By default, Google Cloud automatically encrypts data when it is at rest using encryption keys managed by Google. If you have specific compliance or regulatory requirements related to the keys that protect your data, you can use customer-managed encryption keys (CMEK) for Dataform repositories.
This guide describes using CMEK for Dataform and walks you through how to enable CMEK encryption of Dataform repositories.
For more information about CMEK in general, including when and why to enable it, see the CMEK documentation.
CMEK encryption of repository data
When you apply CMEK encryption to a Dataform repository, all Dataform-managed customer data in that repository is encrypted at rest using the CMEK protection key set for the repository. This data includes the following:
- Git repository content of the Dataform repository and its workspaces
- Compiled SQL queries and compilation errors
- Stored SQL queries of workflow actions
- Error details of executed workflow actions
Dataform uses CMEK protection keys in the following scenarios:
- During every operation that requires decryption of customer data stored at rest.

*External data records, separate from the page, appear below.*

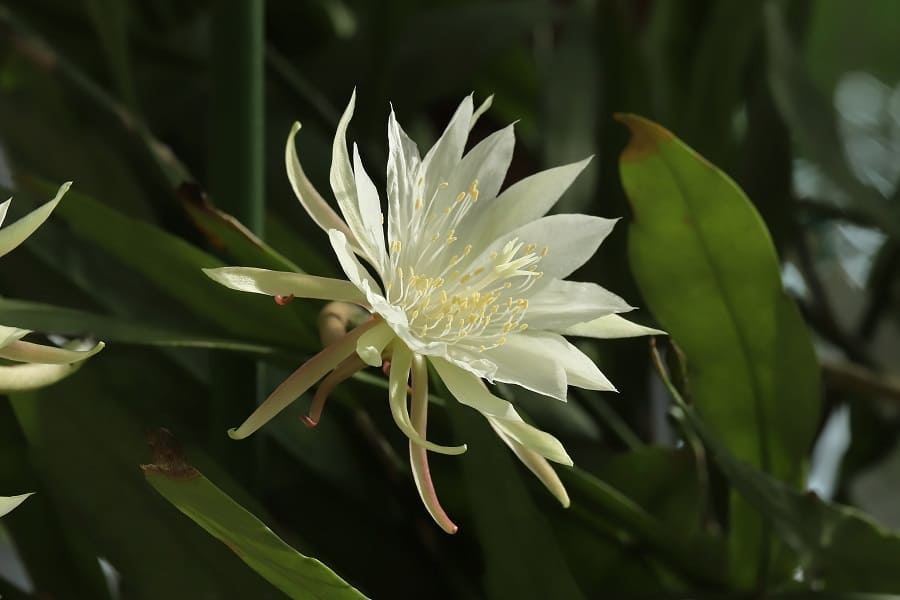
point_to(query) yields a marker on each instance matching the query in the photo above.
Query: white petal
(9, 503)
(470, 390)
(36, 353)
(443, 157)
(313, 202)
(16, 233)
(402, 172)
(527, 200)
(538, 465)
(562, 303)
(373, 342)
(8, 335)
(301, 380)
(546, 363)
(611, 326)
(401, 362)
(22, 378)
(282, 283)
(370, 211)
(343, 184)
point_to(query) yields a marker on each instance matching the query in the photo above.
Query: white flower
(468, 280)
(47, 364)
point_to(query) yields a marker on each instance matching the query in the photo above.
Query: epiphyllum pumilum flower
(468, 280)
(44, 364)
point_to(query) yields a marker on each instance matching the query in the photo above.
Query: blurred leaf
(193, 494)
(56, 319)
(811, 118)
(707, 268)
(519, 548)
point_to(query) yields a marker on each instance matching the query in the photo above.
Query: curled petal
(36, 353)
(283, 283)
(610, 326)
(22, 378)
(397, 384)
(13, 235)
(315, 205)
(301, 380)
(418, 456)
(372, 343)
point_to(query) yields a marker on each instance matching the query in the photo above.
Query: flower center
(456, 295)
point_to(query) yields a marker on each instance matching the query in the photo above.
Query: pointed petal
(8, 335)
(528, 199)
(402, 173)
(482, 108)
(528, 359)
(443, 157)
(609, 327)
(373, 342)
(313, 202)
(343, 184)
(16, 233)
(471, 391)
(372, 218)
(538, 465)
(418, 456)
(301, 380)
(562, 303)
(401, 363)
(9, 503)
(22, 378)
(36, 353)
(282, 283)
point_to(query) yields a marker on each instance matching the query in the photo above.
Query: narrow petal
(562, 303)
(313, 202)
(16, 233)
(301, 380)
(282, 283)
(8, 335)
(418, 456)
(9, 503)
(609, 327)
(373, 342)
(370, 211)
(402, 174)
(538, 465)
(401, 363)
(471, 391)
(22, 378)
(527, 358)
(527, 200)
(37, 353)
(343, 184)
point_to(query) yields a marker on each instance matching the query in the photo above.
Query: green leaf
(67, 321)
(707, 268)
(296, 575)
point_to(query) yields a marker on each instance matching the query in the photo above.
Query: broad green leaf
(841, 548)
(518, 547)
(296, 575)
(175, 266)
(709, 272)
(68, 321)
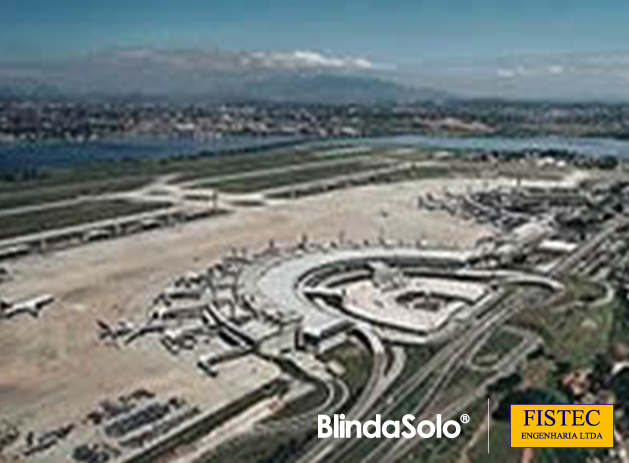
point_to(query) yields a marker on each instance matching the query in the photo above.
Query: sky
(390, 31)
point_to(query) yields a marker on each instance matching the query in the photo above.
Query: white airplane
(114, 332)
(33, 307)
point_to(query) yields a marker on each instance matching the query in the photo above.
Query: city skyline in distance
(562, 49)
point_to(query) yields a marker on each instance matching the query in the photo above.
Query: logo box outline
(566, 405)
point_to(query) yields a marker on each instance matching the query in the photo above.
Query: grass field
(574, 330)
(499, 344)
(255, 183)
(33, 193)
(118, 176)
(78, 214)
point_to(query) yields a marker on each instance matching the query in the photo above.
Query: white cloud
(555, 69)
(313, 59)
(506, 73)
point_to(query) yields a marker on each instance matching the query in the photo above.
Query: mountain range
(209, 76)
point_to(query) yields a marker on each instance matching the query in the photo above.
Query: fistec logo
(562, 425)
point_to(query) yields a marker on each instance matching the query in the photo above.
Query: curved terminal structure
(403, 292)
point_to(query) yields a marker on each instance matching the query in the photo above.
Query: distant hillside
(207, 76)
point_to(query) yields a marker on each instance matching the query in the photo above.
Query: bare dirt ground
(53, 369)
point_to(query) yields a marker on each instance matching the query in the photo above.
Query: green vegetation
(499, 444)
(254, 183)
(574, 330)
(499, 344)
(67, 216)
(39, 192)
(124, 175)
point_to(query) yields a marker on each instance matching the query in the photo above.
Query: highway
(443, 367)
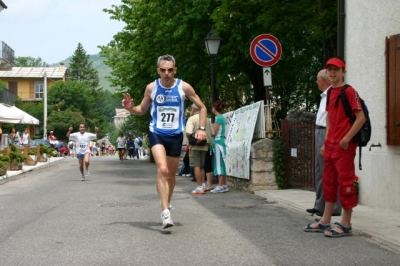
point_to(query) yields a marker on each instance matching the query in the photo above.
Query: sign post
(266, 50)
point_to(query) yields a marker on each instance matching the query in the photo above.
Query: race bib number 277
(168, 117)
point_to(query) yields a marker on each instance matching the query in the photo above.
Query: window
(38, 90)
(393, 90)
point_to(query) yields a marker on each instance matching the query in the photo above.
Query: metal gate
(300, 160)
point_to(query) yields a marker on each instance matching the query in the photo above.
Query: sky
(52, 29)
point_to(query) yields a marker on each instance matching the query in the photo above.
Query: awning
(13, 115)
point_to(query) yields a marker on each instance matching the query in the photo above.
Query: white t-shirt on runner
(82, 141)
(121, 142)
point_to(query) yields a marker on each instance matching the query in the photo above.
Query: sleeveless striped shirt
(167, 109)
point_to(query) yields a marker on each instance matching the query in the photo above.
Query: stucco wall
(24, 86)
(368, 23)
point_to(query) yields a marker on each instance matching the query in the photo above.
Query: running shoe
(198, 190)
(218, 189)
(169, 206)
(166, 218)
(207, 188)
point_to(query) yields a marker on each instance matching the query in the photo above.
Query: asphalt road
(50, 217)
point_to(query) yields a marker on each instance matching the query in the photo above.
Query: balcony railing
(7, 97)
(7, 57)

These operations include, but are not limited to the following:
- Responses to a user query—for example,
compilationResults.query
. - Creation of Dataform resources that require previously created encrypted repository data—for example, workflow invocations.
- Git operations to update the remote repository, for example, pushing a Git commit.
- Responses to a user query—for example,
- During every operation that requires storing customer data at rest.
These operations include, but are not limited to, the following:
- Responses to a user query—for example,
compilationResults.create
. - Git operations to a workspace—for example, pulling a Git commit.
- Responses to a user query—for example,
Dataform manages the encryption of customer data associated only with Dataform resources. Dataform does not manage encryption of customer data that is created in BigQuery through execution of Dataform workflows. To encrypt data created and stored in BigQuery, configure CMEK for BigQuery.
Supported keys
Dataform supports the following types of CMEK keys:
- Cloud KMS software keys
- Cloud Hardware Security Module (HSM) keys
- Cloud External Key Manager (Cloud EKM) keys
Key availability varies by key type and region. For more information about the geographical availability of CMEK keys, see Cloud KMS locations.
Restrictions
Dataform supports CMEK with the following restrictions:
- The maximum size of a CMEK-encrypted repository is 512 MB.
- The maximum size of a workspace in a CMEK-encrypted repository is 512 MB.
- You can't apply a CMEK protection key to a repository after the repository has been created. You can apply CMEK encryption during repository creation only.
- You can't remove a CMEK protection key from a repository.
- You can't change a CMEK protection key for a repository.
- If you set a default Dataform CMEK key for your Google Cloud project, all new repositories created in the Google Cloud project location must be encrypted with CMEK. When you create a new repository in the Google Cloud project location, you can apply the default Dataform CMEK key or a different CMEK key, but you cannot apply default encryption at rest.
- If you change the value of a default Dataform CMEK key, the previous value applies to pre-existing repositories, and the updated value applies to repositories created after the change.
- You can set only one default Dataform CMEK key per location of Google Cloud project repositories.
- CMEK organization policies are not available.
- Using Cloud HSM and Cloud EKM keys is subject to availability. For more information about availability of keys across locations, see Cloud KMS locations.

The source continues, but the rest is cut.